As for the local Petland's pH, it is around 7-7.2. What I don't like about their setup (I don't like much about them, as you can probably tell here . . .) is that all tanks in one bank share the same water path, so if one tank has a problem, all of them can end up with it. I don't know how often they change their water but from th elooks of it I don't think it's very often. That could be a local thing. We've had issues with the local place that we wouldn't have with most other stores, like no refunds on fish purchased on sale. We don't buy fish from them anymore after the last ordeal we went through--got the refund, but the way the manager dealt with us and the situation wasn't pleasant. They don't even have the courage to put a notice up in plain view that fish on sale are not guaranteed once the pass the register. It's on your receipt where it's too late. We got our refund on the legal principle that there was no mention of no guarantee before the sale so no contract was in force to negate the normal guarantee. Thanks to an undergrad business law class! But they won't have to confront that issue again with us since we don't buy anything live from them now, and I prefer to spend my money elsewhere on non-fish items. We have a Complete Pet Mart and even the online World Pet Store (which allows you to order online and arrange a local pickup, I believe) in town, and if I really need something only Petland has I will usually drive to Columbus, combining it with a trip to a couple of thrift stores, and buy fish food at PetSmart or Jack's.

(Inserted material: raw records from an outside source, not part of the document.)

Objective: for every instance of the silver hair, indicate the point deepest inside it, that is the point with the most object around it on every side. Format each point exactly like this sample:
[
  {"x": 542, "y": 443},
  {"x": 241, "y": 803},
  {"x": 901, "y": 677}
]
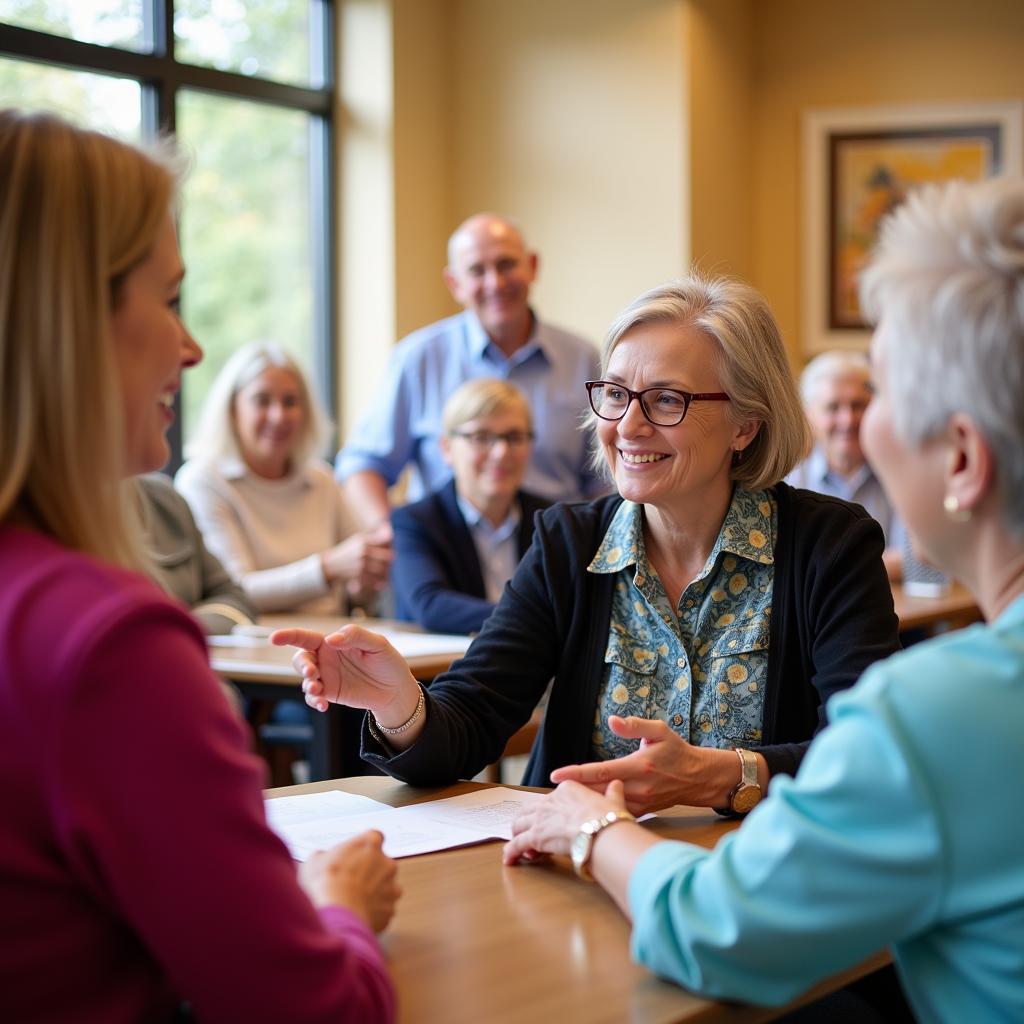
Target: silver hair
[
  {"x": 752, "y": 366},
  {"x": 215, "y": 436},
  {"x": 832, "y": 366},
  {"x": 947, "y": 281}
]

The attitude of PetSmart employees, at least in Grove City, is excellent. It may take a few minutes to get some help, and not all of the employees are knowledgeable on all of their products, but they are humble enough to admit that and can often get someone else who can be of more help. They make up for any lack of knowledge with their great attitude.

t2000kw 04-04-2007 06:33 PM

Re: Secret for miniizing losses with fragile fish???
I forgot to mention another thing I like about PetSmart. They match their online prices. Petco does not honor their own online prices. But guess what? PetSmart will match Petco's online prices! (On the same exact items, but they do carry many of the same exact items in the fish department.)

Is there a fish store that some of the members have absolute trust in their fish as far as disease and health are concerned? Byerly's is gone in Columbus, so maybe we'll have to travel to Cincinnati or Dayton to visit such a store. I don't have that absolute confidence in PetSmart, but I am generally happy with the store and haven't experienced any horror stores with fish from there. But maybe it's an individual store thing, too, and maybe not all stores are as careful with their fish?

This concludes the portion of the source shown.